The Competition and Markets Authority (CMA) referred the merger for an in-depth Phase 2 inquiry in March 2022, after identifying competition concerns during an initial Phase 1 investigation.
Following a more detailed Phase 2 investigation, the CMA has now provisionally concluded that the deal does not raise competition concerns in the UK.
The CMA’s investigation has found that the supply of cyber safety software to consumers is rapidly evolving. Providers of both paid-for and free services are continually developing and improving their products over time to meet different and changing customer needs.
While the CMA’s Phase 1 decision raised concerns about the extent of competition that the merged business would face, a more detailed analysis of the deal has found that the merging businesses face significant competition. This comes from McAfee – their main rival – plus a range of other suppliers that currently have a smaller market position in the UK.
The CMA also found that security applications provided by Microsoft, which holds a unique position in the market as the owner of the Windows operating system, are increasingly important alternatives for consumers.

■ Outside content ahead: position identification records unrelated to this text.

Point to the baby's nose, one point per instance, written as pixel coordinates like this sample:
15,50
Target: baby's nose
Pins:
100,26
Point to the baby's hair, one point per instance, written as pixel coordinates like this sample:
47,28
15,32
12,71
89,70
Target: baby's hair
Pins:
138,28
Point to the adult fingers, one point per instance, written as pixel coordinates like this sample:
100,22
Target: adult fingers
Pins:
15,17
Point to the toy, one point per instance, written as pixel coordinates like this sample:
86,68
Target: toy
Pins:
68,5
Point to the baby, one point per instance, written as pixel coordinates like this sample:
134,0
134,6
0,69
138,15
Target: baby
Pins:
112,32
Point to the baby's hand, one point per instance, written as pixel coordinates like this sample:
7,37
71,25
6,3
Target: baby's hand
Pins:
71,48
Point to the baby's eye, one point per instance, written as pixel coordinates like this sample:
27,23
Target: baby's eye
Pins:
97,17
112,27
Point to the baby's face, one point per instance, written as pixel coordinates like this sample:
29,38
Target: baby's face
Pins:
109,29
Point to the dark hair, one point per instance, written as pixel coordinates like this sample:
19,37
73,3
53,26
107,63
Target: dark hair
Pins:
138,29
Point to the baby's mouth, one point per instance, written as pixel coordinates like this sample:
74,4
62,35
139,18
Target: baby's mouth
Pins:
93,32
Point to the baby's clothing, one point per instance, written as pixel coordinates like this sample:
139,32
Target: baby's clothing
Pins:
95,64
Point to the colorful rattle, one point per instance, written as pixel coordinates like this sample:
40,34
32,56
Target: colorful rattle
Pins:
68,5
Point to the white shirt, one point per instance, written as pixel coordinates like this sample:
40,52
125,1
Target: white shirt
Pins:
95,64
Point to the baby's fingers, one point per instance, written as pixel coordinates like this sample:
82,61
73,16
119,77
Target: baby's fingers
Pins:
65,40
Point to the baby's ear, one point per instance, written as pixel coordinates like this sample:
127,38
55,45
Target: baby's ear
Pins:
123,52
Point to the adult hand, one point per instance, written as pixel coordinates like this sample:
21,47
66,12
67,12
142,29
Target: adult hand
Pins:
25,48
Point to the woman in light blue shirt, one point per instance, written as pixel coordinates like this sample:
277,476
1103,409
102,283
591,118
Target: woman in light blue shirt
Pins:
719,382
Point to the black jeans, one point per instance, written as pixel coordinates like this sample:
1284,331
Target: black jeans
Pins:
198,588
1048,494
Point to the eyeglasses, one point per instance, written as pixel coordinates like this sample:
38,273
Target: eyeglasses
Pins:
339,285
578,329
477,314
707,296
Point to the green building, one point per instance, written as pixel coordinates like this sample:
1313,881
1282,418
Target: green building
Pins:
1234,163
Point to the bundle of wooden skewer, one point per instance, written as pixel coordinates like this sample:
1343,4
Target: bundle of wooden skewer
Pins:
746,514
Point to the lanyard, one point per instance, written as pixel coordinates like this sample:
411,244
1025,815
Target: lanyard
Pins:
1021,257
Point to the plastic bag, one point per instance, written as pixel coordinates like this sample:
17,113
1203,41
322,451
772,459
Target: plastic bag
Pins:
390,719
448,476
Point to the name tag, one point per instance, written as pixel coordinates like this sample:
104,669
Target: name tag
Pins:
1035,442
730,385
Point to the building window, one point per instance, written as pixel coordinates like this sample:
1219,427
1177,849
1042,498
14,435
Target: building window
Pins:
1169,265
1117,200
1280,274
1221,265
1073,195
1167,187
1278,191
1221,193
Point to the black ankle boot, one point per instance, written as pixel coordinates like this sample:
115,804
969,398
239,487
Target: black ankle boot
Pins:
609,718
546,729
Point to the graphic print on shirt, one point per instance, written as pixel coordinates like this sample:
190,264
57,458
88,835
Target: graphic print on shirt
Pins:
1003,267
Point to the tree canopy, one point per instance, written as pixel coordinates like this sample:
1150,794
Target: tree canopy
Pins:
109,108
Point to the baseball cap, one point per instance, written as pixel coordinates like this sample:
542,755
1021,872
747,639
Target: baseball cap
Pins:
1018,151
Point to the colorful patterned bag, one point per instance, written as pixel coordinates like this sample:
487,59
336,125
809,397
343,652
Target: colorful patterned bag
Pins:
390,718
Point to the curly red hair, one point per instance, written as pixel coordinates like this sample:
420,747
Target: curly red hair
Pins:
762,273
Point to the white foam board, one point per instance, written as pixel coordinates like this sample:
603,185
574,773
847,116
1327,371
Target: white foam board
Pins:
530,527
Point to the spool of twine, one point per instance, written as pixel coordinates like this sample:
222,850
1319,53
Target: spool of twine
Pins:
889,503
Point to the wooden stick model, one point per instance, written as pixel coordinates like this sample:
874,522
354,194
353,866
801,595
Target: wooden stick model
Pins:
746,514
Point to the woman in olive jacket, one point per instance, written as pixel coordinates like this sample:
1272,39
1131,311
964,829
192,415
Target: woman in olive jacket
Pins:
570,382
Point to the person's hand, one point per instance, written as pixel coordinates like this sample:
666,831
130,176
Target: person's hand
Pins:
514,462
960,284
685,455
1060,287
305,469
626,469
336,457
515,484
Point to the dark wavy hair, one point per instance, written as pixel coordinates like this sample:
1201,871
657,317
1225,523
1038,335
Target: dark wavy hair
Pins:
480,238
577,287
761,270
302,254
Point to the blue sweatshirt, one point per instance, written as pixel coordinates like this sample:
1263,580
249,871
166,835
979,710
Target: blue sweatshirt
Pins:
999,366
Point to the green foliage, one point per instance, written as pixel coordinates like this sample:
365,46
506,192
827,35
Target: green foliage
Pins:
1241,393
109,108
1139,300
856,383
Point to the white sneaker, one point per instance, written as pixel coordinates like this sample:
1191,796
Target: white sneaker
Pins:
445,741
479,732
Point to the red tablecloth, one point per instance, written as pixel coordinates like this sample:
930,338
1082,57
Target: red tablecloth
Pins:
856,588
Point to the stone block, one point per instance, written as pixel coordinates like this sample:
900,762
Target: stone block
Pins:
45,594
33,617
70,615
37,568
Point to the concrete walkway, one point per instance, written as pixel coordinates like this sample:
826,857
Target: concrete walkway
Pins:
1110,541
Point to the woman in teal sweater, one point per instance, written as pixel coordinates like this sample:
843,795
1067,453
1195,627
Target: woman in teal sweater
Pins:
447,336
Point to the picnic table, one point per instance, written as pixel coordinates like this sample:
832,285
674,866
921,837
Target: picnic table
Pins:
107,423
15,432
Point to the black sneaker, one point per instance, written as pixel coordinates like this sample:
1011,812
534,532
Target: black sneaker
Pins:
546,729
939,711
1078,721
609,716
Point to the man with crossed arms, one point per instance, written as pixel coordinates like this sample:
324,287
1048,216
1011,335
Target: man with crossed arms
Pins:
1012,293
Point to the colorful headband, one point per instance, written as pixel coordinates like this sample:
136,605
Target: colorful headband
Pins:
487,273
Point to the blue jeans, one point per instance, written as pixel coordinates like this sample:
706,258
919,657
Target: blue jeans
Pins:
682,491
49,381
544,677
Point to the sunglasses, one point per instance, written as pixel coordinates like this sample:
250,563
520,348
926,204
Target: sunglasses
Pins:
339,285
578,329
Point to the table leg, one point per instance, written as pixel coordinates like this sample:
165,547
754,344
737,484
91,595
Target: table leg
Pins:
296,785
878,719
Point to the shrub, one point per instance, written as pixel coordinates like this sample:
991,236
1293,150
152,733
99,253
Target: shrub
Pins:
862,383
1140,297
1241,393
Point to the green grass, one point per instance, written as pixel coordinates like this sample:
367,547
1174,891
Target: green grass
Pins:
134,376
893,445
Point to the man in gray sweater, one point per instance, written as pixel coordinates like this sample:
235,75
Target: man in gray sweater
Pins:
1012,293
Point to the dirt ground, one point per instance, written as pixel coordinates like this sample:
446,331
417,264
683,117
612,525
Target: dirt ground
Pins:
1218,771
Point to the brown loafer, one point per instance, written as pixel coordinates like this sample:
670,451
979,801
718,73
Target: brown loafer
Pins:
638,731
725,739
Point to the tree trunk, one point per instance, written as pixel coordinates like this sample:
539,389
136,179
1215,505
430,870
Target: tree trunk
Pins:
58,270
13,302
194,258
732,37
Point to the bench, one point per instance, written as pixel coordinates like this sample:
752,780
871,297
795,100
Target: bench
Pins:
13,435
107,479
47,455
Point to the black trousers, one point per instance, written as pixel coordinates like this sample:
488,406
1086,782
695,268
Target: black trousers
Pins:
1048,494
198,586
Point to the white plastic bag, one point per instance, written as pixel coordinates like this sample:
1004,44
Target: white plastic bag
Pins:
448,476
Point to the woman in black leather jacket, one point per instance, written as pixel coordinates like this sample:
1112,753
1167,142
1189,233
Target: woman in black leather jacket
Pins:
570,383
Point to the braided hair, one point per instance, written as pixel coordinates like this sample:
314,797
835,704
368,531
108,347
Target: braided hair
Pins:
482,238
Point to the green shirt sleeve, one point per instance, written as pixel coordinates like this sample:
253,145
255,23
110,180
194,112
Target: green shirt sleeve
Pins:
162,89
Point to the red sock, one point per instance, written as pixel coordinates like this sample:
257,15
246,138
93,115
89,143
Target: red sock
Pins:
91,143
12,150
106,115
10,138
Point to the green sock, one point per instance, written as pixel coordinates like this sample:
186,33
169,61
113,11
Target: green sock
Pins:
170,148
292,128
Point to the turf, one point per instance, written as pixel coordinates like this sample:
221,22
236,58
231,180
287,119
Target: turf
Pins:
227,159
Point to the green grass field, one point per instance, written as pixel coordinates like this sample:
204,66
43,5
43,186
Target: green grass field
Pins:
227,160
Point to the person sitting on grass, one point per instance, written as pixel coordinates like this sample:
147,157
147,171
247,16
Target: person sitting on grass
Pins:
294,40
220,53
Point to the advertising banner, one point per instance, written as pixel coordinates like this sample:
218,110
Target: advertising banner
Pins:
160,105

In recent years, Microsoft has improved its free built-in security application so that it now offers protection which is as good as many of the products offered by specialist suppliers. In addition, applications recently launched by Microsoft for its customers bring its cyber safety offering closer to those of the merging businesses and are likely to further strengthen Microsoft as a competitor going forward.
On this basis, the CMA considers that the merging businesses will continue to face sufficient competition after the deal completes and has provisionally concluded that the merger does not raise competition concerns.
Kirstin Baker, chair of the CMA inquiry group, said:
Millions of people across the UK rely on cyber safety services to keep them safe online.
After gathering further information from the companies involved and other industry players, we are currently satisfied that this deal won’t worsen the options available to consumers. As such, we have provisionally concluded that the deal can go ahead.
The CMA welcomes responses from interested parties to its provisional findings by 24 August. These will be considered ahead of the CMA issuing its final report, which is due by 8 September 2022.